Sicher, Seit' an Seit', in demonstrativer Einigkeit, sind Angela Merkel und Jürgen Rüttgers am Dienstag in das Auditorium des Berliner Congress Centrums einmarschiert. Aber nein, geschenkt haben sie sich dennoch nichts, die Kanzlerin und die neue, selbst erkorene Galionsfigur des Sozialflügels der CDU. An Deutlichkeit gegenüber dem Widerspenstigen ließ es Parteichefin Merkel jedenfalls nicht missen. "Manche haben," sagte sie auf dem Grundsatz-Kongress der Christdemokraten, "auch die deutsche Einheit als Lebenslüge bezeichnet. Aber sie ist gekommen."
Wumms. Das saß. Lebenslügen. Da war es wieder. Hatte doch Rüttgers die Partei erst vor wenigen Wochen per Interview im stern dazu aufgefordert, sich von wirtschaftspolitischen "Lebenslügen" zu trennen. Von der Vorstellung etwa, geringere Lohnnebenkosten würden Jobs schaffen. Wehe, wehe, lieber Jürgen, lautete nun die kaum verklausulierte Botschaft der Kanzlerin, beteilige dich, aber lehne dich ja nicht zu weit aus dem Fenster.
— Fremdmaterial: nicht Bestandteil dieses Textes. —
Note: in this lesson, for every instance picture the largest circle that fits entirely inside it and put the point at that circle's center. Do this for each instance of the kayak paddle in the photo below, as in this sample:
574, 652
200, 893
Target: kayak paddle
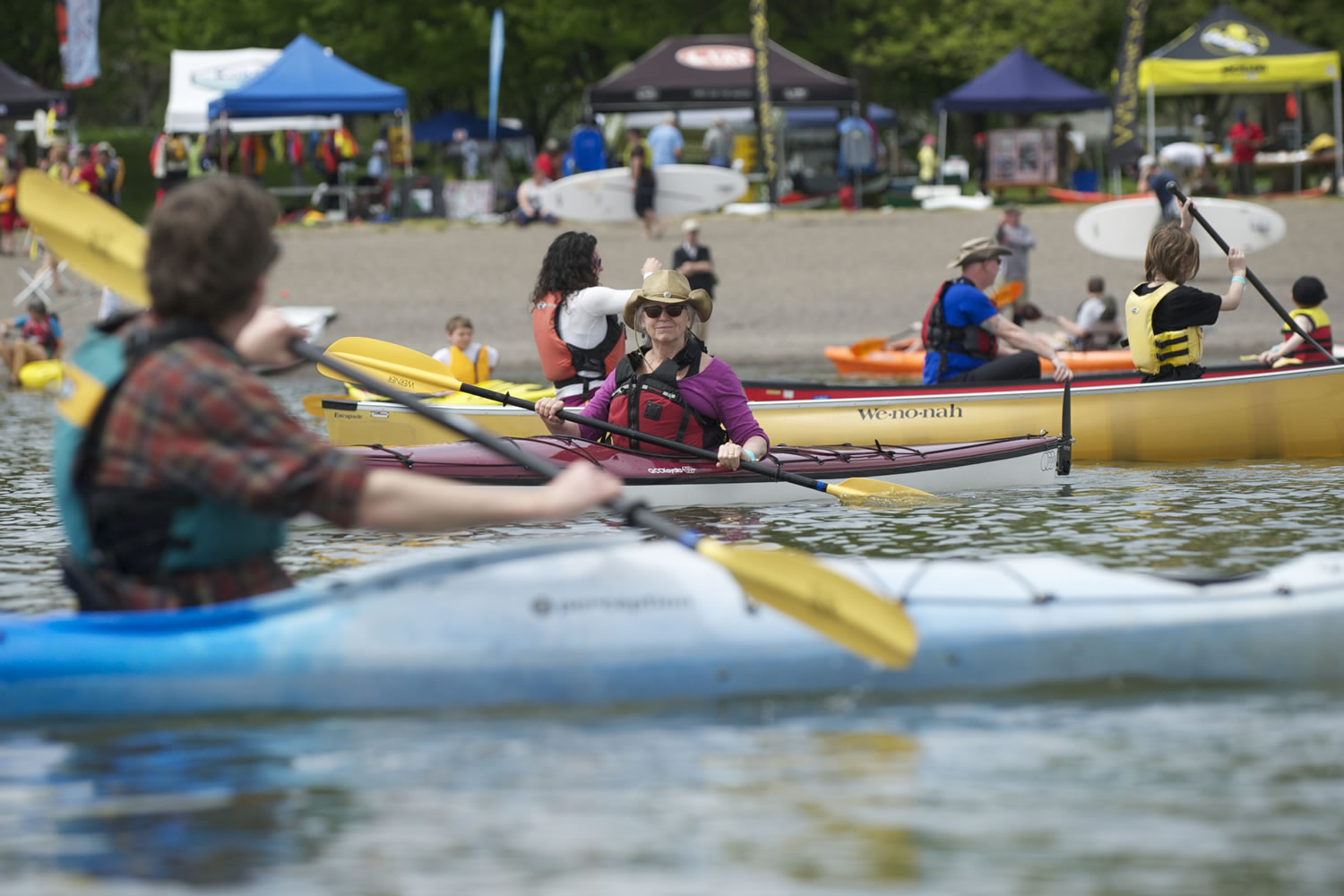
410, 370
789, 581
1255, 281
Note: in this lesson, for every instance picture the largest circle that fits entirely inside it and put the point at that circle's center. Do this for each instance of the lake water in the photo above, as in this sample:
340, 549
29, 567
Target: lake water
1201, 791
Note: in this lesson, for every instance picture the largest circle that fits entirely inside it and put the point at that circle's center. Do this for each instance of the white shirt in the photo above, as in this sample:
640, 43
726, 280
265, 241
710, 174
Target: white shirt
582, 323
473, 351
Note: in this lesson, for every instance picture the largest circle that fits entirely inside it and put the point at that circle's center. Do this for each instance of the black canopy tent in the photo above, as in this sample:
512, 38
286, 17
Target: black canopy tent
709, 72
21, 97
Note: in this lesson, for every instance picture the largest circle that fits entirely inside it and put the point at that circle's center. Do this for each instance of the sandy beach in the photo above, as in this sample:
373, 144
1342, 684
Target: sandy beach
788, 285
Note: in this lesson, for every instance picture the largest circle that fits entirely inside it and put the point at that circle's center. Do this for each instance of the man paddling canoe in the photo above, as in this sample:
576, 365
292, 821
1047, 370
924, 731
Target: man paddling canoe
671, 386
177, 466
961, 328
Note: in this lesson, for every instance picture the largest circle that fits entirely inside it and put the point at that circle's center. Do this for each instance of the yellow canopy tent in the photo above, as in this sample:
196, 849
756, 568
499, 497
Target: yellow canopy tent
1228, 53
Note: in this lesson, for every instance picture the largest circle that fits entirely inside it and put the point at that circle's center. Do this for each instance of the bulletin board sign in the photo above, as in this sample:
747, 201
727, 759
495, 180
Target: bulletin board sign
1021, 158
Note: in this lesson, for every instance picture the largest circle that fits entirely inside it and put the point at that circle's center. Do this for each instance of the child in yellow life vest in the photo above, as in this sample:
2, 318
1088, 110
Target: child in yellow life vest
467, 359
1308, 295
1164, 319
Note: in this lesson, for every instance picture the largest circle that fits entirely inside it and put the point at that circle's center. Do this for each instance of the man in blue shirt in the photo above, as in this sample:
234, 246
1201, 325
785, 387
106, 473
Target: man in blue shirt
666, 142
962, 328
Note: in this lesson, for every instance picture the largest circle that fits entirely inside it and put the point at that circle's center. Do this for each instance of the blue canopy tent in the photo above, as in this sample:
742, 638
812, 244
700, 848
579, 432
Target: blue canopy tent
1016, 83
309, 80
441, 128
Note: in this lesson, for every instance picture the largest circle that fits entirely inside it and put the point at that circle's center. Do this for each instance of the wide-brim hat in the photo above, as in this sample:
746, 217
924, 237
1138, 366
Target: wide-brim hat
667, 288
978, 250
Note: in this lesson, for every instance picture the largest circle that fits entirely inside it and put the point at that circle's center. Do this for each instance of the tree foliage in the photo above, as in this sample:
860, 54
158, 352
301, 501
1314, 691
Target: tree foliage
902, 53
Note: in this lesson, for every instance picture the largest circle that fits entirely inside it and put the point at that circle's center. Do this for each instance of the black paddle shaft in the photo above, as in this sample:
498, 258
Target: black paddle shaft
774, 471
633, 511
1253, 279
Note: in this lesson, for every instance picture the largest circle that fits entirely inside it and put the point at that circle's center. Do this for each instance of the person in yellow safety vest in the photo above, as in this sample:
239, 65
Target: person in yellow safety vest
1308, 295
1164, 319
467, 359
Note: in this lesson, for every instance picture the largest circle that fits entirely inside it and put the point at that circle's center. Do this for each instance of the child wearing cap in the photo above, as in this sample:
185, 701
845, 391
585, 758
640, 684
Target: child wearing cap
1308, 295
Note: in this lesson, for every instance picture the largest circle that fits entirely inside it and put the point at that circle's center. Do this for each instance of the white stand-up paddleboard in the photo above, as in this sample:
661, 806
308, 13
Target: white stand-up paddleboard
1121, 228
978, 202
609, 195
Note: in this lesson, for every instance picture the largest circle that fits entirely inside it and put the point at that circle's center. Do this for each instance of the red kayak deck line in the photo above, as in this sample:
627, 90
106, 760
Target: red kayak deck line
473, 462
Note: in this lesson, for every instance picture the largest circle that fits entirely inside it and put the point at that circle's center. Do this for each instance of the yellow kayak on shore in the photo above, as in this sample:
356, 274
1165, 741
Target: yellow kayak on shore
42, 374
527, 392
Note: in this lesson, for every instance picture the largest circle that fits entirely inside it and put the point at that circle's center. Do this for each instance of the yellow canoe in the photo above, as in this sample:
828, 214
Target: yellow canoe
1279, 414
530, 392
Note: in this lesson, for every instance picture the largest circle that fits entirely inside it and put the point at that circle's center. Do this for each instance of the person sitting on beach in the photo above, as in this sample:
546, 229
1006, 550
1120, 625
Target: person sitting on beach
175, 466
1308, 295
1164, 319
575, 323
671, 386
1094, 325
961, 328
467, 359
39, 339
530, 201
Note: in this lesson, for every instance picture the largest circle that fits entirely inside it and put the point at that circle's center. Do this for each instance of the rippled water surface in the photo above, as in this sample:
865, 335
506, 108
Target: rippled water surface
1105, 793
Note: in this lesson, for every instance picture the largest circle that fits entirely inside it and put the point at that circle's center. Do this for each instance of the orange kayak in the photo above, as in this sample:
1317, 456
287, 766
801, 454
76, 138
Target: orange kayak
870, 358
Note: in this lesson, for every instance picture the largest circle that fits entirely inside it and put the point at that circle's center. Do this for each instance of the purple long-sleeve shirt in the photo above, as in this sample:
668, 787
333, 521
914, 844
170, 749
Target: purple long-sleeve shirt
715, 392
Rüttgers freilich ließ sich von der Chefin nicht schrecken. Im Gegenteil. Auch an diesem Dienstag hielt er beharrlich an seiner Forderung fest, die Union müsse sich auf das Soziale zurück besinnen, sie müsse sich vom Marktliberalismus à la FDP verabschieden. Am Morgen hatte er das im Frühstücksfernsehen verdeutlicht, am Nachmittag setzte er auf dem Kongress nach: "Wir dürfen nicht alle Lebensbereiche ökonomisieren", sagte Rüttgers. "Es ist wichtig, sich von der Staatsgläubigkeit der SPD abzusetzen. Aber es ist auch wichtig, von der Marktgläubigkeit der FDP abzurücken."
Wie bei den Grünen vor 20 Jahren
Bei der Union geht es derzeit zu wie auf einem Grünen-Parteitag vor 20 Jahren, nur ohne Langhaarige und ohne Joschka Fischer. Die Partei streitet. Öffentlich. Kontrovers. Spannend. Wie die SPD auch steckt die CDU mitten in einem elementaren Selbstfindungsprozess. Wie kann man nur, wie soll man sich nur positionieren, wenn die alten Antworten einfach nicht mehr zu passen scheinen auf die neuen Fragen, auf die neuen Probleme, auf die neuen Akteure und Einflüsse? Welche Richtung stimmt? Man ist unsicher, schwankt zwischen den Ideen der Liberalen und den Mahnungen des sozialen Flügels, zwischen den Merzens und den Rüttgers', von der Basis bis hinauf zur Parteiführung.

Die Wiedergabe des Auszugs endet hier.